L’uomo si costituisce
Alle 6.15 un 39enne cagliaritano si è presentato spontaneamente in caserma dichiarando di aver appena sparato alla moglie e al proprio fratello. I soccorsi sanitari e i carabinieri hanno constatato il decesso del fratello, mentre la donna, gravemente ferita alla testa, è stata soccorsa e trasportata d’urgenza in ospedale in condizioni critiche. Non trova conferma la notizia inizialmente diffusa da alcune agenzie di stampa secondo la quale la donna sarebbe morta in ospedale.

“Contrasti famigliari”
Secondo le prime ricostruzioni degli investigatori, il gesto sembrerebbe essere riconducibile a contrasti familiari.
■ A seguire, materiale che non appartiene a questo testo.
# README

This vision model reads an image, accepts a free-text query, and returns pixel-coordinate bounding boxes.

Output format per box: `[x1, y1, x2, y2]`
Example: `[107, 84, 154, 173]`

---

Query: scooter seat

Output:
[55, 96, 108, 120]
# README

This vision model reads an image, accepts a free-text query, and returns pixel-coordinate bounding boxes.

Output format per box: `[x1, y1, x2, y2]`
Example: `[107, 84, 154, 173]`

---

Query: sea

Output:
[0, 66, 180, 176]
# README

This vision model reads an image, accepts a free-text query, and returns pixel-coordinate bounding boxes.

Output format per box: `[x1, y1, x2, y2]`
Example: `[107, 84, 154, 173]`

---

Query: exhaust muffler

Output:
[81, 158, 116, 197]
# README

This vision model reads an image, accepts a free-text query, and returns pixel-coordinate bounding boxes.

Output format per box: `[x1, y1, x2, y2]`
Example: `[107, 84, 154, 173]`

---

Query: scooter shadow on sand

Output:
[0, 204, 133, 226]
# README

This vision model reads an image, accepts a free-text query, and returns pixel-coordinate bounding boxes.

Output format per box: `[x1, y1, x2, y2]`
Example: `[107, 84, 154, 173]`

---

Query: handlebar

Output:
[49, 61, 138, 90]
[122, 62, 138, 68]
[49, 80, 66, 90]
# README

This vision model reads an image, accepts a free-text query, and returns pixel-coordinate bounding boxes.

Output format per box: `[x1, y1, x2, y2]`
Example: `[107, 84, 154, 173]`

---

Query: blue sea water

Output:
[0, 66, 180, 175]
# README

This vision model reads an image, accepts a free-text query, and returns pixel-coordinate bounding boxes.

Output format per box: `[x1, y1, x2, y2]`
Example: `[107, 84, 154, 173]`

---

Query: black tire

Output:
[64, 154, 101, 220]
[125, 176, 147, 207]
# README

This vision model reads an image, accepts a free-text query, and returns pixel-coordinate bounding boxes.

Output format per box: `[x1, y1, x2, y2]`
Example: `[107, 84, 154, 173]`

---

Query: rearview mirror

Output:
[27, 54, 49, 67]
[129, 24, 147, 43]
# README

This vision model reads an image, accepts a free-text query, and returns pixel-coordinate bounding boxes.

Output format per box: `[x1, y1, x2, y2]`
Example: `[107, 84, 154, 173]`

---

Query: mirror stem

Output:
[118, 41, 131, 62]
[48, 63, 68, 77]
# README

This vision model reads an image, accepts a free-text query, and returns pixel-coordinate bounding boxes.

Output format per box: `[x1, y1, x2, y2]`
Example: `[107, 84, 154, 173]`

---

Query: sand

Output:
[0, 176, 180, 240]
A quanto scrive La Nuova Sardegna l’autore del delitto e la moglie gestivano insieme un bar davanti alla chiesa del paese e, alla base della discussione, ci sarebbero problemi di natura sentimentale. L’uomo è stato posto in sicurezza dai carabinieri e messo a disposizione dell’autorità giudiziaria, mentre i militari del nucleo operativo e della sezione rilievi del nucleo investigativo stanno conducendo accertamenti tecnici e i rilievi sui luoghi dei delitti per ricostruire con esattezza ogni fase della tragica vicenda.